An official at the Paris prosecutor’s office, who spoke on the condition of anonymity in line with official policy, said “numerous investigations” by Paris police could not show that Besson, 59, had coerced Dutch-Belgian actress Sand Van Roy into unwanted sex.
Van Roy, a 28-year-old actress who filed a lawsuit against Besson in May and a second one in July, accused him of raping her on at least four occasions, and said he once injured her “to the point of bleeding.” In an interview with The New York Times in July, she described a two-year-long “abusive” relationship with Besson and said she was afraid to turn down his advances out of fear that it would hurt her career.
According to the first lawsuit, Van Roy told police in May on the day after the sexual contact that she said made her bleed: “I’m afraid he might kill me, he is a psychopath.”
Besson was the first prominent figure in the French film industry to face accusations of sexual misconduct in the wake of the #MeToo revelations. A total of nine women, including actresses, a former casting director and colleagues of Besson, have described inappropriate behavior by him to the investigative website Mediapart, but only Van Roy filed a lawsuit. After the decision by the Paris prosecutor’s office, her lawsuits will be closed without further action.
Van Roy started her career as a model and later became a stand-up comedian before turning to film acting.
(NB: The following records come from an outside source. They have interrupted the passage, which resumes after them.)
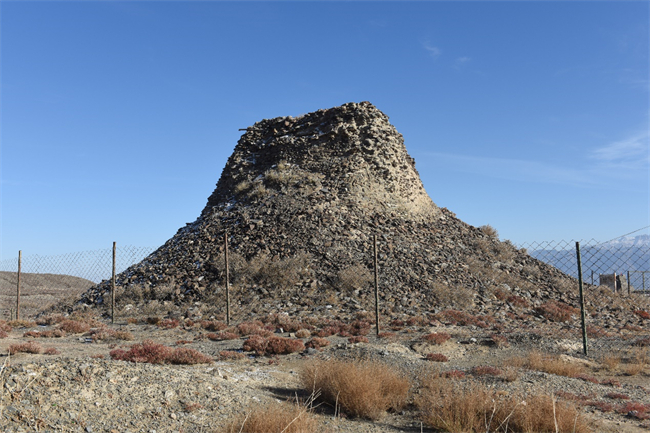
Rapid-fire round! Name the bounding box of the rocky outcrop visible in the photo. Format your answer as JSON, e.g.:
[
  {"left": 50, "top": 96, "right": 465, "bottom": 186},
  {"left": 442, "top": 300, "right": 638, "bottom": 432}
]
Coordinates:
[{"left": 77, "top": 102, "right": 644, "bottom": 324}]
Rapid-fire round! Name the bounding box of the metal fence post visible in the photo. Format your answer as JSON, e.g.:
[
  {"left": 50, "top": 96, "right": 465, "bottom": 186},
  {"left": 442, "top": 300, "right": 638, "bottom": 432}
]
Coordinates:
[
  {"left": 16, "top": 250, "right": 23, "bottom": 320},
  {"left": 373, "top": 235, "right": 379, "bottom": 335},
  {"left": 576, "top": 242, "right": 588, "bottom": 356},
  {"left": 223, "top": 232, "right": 230, "bottom": 326},
  {"left": 111, "top": 242, "right": 116, "bottom": 323}
]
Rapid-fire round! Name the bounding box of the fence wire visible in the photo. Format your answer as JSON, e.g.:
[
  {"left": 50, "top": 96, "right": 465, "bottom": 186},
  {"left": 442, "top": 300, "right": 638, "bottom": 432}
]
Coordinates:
[
  {"left": 0, "top": 236, "right": 650, "bottom": 356},
  {"left": 0, "top": 246, "right": 154, "bottom": 319}
]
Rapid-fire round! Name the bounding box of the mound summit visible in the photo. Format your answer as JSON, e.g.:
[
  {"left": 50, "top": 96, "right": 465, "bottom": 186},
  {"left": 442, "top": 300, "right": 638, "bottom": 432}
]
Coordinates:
[{"left": 81, "top": 102, "right": 612, "bottom": 317}]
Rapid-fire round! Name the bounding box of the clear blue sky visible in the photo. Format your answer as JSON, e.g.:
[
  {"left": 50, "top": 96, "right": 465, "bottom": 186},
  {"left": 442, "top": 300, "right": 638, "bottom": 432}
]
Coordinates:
[{"left": 0, "top": 1, "right": 650, "bottom": 259}]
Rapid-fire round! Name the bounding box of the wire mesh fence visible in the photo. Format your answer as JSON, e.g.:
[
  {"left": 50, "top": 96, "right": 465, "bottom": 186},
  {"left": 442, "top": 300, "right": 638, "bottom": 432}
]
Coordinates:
[
  {"left": 0, "top": 233, "right": 650, "bottom": 356},
  {"left": 522, "top": 237, "right": 650, "bottom": 356},
  {"left": 0, "top": 246, "right": 154, "bottom": 319}
]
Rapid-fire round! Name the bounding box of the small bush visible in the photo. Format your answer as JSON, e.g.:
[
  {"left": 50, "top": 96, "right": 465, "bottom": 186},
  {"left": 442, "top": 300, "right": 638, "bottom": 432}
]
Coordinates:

She said she first met Besson in 2015 as she auditioned for a part in his film “Valerian and the City of a Thousand Planets,” and after she obtained a small role in the movie, the two became acquainted over meetings for tea at a luxury hotel in Paris.
Van Roy told police that Besson began approaching her sexually during the shooting of “Valerian,” and that although she was reluctant, she did not shun him.
But the sexual contact became rougher, she told the police in May. Van Roy told The Times that she had found Besson penetrating her on two occasions while she was asleep, and that he had once refused to use protection despite her requests.
Van Roy also shot scenes to appear in Besson’s upcoming movie “Anna,” but her role in the cast became unclear after she filed the lawsuits. The film’s release in 2019 has been delayed after Besson’s company, EuropaCorp, shut down its in-house distribution business.
Among the other women who have made allegations against Besson, an actress in her 40s who wanted to remain anonymous told French police this month that the filmmaker had thrown himself on her and tried to kiss her by force in Paris in March 2002. The Paris prosecutor’s office said an additional preliminary investigation had been opened into those accusations. The actress told Mediapart that she did not file a complaint because the statute of limitations for sexual assault is six years in France.
Thierry Marembert, Besson’s lawyer, said Monday that his client had always denied Van Roy’s accusations. “This decision comes after a very complete investigation, to which he has fully cooperated,” Marembert wrote in a release sent to the news service Agence France-Presse.
Van Roy’s lawyer, Francis Szpiner, wrote on Twitter that he would soon file a new complaint against Besson. Under French law, if a complaint filed with prosecutors is dropped — as was the case Monday — the plaintiff, under certain conditions, can file a new complaint that automatically hands over the case to independent investigative judges. Such action also enables the plaintiff to seek both civil and criminal action.